Team:UCLA/Notebook/Spider Silk Genetics/19 June 2015
6/19/2015: Testing ICA
Plan for ICA
Plan on creating a 3-mer, complete with initiator, terminator. Some slight modifications from Briggs et al.
- 5 uL of Magnabind streptavidin beads.
- wash 2x using 2x BW buffer (15 uL washes).
- resuspend in 5 uL 2x BW buffer.
- Add 1 uL of 5 uM initiator and 4 uL ddH2O.
- Rotate at RT 30 min.
- Wash 2x using 0.5x BW buffer.
- set up a 10 uL ligation reaction containing the following:
- 5 uL 2x T7 Ligase Buffer
- 50 ng relevant DNA (see table below)
- 1 uL of relevant cap (5 uM concentration)
- ddH2O to 10 uL.
- Incubate at RT for 10 min.
- Repeat steps 5,6 for BC, CA and Terminator.
- Wash 1x using ddH2O.
- Elute in 15 uL of 0.01% Tween-20 at 95 C for 3 min.
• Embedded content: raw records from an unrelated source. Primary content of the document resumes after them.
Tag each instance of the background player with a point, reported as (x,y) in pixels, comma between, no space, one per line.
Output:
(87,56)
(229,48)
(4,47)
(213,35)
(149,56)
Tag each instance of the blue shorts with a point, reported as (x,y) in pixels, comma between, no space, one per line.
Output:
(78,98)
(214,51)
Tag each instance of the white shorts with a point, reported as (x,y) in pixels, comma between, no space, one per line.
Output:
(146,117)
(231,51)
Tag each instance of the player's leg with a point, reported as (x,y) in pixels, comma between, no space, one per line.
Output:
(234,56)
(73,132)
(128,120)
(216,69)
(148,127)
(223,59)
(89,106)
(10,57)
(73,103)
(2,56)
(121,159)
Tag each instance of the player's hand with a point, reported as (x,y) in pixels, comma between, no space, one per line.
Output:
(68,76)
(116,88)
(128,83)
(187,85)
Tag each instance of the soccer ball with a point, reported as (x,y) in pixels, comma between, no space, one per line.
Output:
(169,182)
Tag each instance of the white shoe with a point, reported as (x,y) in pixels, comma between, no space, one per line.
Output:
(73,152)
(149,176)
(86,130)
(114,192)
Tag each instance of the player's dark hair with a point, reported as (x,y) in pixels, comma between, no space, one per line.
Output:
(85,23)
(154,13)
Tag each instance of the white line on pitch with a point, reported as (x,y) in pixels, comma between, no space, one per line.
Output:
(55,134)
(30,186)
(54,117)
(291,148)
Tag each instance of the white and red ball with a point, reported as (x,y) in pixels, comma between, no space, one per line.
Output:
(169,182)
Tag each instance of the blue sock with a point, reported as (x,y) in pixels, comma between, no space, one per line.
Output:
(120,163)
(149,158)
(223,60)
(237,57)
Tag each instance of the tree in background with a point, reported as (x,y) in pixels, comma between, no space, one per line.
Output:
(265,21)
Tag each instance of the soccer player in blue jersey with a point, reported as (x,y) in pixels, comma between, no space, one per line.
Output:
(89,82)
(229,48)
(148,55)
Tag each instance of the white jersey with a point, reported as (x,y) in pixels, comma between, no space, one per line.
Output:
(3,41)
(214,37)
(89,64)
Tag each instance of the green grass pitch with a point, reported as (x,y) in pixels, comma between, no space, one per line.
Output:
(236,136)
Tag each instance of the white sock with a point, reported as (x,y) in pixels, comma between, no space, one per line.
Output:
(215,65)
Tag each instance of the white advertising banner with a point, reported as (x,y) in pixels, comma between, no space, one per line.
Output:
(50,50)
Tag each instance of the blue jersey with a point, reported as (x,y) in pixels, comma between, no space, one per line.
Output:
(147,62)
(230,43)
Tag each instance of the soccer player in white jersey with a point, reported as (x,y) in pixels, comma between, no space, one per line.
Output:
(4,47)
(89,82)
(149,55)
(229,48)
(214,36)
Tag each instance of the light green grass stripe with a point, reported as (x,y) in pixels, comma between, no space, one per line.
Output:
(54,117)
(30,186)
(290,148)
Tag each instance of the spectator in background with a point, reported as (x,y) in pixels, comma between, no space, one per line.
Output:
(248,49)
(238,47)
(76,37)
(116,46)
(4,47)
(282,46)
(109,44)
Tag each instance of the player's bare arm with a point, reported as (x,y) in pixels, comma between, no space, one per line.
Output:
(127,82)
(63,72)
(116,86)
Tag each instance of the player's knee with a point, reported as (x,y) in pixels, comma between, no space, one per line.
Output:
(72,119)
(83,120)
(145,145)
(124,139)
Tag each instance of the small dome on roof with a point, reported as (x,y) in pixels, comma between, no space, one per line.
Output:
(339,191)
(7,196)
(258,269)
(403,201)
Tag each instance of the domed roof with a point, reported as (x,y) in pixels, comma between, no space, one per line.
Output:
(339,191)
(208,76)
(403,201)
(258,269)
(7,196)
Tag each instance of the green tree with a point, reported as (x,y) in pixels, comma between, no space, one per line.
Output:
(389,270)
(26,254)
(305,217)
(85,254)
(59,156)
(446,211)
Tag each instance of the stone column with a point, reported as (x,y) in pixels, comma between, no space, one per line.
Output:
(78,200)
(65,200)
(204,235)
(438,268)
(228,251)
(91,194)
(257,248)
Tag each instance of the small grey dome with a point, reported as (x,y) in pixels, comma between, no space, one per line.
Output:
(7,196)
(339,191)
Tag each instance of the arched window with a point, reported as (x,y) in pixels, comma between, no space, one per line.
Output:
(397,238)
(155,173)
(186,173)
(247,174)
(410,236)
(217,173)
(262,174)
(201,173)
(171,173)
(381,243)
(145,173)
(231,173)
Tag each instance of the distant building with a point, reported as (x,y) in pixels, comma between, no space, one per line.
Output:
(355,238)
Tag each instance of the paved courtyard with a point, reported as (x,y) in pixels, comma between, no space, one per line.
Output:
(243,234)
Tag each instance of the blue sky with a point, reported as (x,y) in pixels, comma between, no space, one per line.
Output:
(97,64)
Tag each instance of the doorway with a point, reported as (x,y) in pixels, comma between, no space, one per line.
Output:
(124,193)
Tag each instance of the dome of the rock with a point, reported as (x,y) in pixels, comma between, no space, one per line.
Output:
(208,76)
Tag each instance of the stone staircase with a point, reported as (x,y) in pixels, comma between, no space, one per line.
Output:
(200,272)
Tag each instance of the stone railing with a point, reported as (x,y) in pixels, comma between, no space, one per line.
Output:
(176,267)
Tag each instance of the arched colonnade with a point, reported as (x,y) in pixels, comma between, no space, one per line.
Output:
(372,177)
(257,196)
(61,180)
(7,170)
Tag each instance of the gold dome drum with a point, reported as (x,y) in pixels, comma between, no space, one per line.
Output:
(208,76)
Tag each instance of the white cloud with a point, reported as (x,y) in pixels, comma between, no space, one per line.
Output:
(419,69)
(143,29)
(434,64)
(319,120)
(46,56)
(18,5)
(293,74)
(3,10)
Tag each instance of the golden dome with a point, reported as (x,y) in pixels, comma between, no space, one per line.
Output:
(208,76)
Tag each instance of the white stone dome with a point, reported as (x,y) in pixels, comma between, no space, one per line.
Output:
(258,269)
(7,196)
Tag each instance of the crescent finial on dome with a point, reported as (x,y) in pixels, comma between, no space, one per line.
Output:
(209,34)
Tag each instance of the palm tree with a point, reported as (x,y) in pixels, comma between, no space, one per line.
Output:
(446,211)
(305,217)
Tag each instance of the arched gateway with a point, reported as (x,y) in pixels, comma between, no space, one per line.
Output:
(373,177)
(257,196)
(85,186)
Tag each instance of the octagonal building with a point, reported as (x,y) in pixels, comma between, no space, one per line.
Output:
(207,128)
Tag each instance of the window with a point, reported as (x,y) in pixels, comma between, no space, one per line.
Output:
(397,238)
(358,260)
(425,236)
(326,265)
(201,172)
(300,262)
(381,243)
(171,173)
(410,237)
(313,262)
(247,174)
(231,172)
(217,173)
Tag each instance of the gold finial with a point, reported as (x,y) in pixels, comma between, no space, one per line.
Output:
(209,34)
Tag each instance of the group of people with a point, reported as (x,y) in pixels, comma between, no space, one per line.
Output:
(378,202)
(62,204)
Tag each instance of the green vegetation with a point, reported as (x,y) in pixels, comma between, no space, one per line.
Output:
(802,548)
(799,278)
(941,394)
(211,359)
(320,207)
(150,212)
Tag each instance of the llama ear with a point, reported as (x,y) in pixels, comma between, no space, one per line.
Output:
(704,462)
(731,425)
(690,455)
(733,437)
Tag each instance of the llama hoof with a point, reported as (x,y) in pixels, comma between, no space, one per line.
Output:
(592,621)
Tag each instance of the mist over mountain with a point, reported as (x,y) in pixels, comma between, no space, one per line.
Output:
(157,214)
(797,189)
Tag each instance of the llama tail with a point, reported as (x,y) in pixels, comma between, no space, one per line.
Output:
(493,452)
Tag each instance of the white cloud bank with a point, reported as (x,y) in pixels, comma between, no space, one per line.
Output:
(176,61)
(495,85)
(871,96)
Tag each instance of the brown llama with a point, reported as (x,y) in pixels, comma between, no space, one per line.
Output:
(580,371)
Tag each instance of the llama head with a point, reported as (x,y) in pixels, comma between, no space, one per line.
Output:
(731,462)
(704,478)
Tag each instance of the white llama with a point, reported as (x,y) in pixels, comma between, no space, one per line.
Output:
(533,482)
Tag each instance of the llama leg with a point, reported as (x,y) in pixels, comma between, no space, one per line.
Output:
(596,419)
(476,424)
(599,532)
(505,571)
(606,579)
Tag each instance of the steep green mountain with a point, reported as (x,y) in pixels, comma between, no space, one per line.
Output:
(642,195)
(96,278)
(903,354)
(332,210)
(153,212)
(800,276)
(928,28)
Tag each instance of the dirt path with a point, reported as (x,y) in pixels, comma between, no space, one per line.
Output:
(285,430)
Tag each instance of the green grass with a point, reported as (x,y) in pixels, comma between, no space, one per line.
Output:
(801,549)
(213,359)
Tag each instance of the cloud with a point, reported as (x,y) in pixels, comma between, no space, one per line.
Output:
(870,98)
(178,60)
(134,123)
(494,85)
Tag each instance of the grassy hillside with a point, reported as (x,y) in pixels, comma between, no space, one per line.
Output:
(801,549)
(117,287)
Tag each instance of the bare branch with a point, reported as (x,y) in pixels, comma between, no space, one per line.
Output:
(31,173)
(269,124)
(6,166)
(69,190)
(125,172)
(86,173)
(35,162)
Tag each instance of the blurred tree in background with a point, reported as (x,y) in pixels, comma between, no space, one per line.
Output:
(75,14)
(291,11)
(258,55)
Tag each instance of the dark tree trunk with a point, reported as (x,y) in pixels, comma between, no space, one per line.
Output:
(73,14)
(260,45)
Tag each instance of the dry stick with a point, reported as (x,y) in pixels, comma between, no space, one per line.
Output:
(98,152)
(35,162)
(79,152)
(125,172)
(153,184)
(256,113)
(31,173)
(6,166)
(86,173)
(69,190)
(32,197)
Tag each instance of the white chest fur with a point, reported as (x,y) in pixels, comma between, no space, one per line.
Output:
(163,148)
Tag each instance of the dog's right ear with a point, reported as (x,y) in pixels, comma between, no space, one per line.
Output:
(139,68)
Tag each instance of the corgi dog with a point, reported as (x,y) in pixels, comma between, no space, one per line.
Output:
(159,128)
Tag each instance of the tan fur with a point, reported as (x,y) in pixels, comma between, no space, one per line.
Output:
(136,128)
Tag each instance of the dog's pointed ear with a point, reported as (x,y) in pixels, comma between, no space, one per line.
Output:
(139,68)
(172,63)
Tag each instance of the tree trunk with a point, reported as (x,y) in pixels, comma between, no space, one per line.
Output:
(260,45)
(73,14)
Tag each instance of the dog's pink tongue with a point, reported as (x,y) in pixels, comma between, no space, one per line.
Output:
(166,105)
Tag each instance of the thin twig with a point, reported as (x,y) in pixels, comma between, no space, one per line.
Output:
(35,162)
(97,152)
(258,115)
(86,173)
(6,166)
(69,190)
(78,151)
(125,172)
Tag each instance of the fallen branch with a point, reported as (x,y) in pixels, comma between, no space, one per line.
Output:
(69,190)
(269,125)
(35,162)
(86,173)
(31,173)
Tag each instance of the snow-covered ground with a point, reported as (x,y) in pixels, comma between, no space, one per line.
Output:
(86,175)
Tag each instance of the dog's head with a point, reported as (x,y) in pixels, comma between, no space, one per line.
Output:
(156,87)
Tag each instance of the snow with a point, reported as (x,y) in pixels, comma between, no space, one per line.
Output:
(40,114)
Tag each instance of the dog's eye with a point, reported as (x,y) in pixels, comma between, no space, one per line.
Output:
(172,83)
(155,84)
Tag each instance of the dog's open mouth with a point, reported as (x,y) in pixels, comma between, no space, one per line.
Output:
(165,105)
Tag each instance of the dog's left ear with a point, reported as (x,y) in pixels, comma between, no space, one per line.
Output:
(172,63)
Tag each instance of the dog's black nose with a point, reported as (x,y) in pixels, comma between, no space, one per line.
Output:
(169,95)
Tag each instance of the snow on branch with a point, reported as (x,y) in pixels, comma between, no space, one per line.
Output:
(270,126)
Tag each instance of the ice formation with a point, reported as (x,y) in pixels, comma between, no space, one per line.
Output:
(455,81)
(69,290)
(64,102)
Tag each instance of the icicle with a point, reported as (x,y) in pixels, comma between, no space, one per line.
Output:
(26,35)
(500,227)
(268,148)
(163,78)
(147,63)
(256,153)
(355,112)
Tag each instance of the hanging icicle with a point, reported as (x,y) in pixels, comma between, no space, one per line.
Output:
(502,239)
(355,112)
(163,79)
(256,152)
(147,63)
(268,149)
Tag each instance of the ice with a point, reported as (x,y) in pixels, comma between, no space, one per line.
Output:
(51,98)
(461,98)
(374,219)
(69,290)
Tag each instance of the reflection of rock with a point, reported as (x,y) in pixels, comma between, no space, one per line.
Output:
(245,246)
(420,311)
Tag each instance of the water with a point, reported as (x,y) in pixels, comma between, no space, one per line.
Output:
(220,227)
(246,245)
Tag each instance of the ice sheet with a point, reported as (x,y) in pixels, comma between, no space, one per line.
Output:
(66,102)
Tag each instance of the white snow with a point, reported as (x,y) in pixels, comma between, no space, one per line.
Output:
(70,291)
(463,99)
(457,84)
- Assess ICA using e-gel and PCR amplification at different cycles (12, 15, 17, 20)
| Concentration (ng/uL) | Volume for 50 ng (uL) | |
|---|---|---|
| AB | 41.5 | 1.2 |
| BC | 51 | 0.98 |
| CA | 36.8 | 1.36 |
ICA Assessment
E-gel
- ran with David on 1% e-gel.
- used 2.5 uL of eluted sample
- used 1 uL of 100 bp ladder
- diluted all samples to 20 uL using ddH2O
- Nothing showed up. (no picture)
- Decided to go ahead with PCR anyway, since there MIGHT be something.
PCR
- Set up 4x 25 uL reactions each with 1 uL of eluted sample as the template and post-elution primers.
- Followed Q5 protocolaccording to NEB, with the addition of GC enhancer.
- We used the following cycle scheme:
| 98 C | 30 sec |
| 98 C | 10 sec |
| 66 C | 15 sec |
| 72 C | 20 sec |
| repeat from step 2 | 12, 15, 17, 20x |
| 72 C | 2 min |
| 12 C | hold |
- cast 1.5% TAE gel to visualize. Used 2 ul of 100 bp ladder.
- From the PCR, we can conclude that there was no finished ICA product.
- This problem may lie in improper bead binding, improper ligations, or incorrect PCR.
- MANY reasons why this might fail.
- Tomorrow, test the streptavidin/biotin bead binding.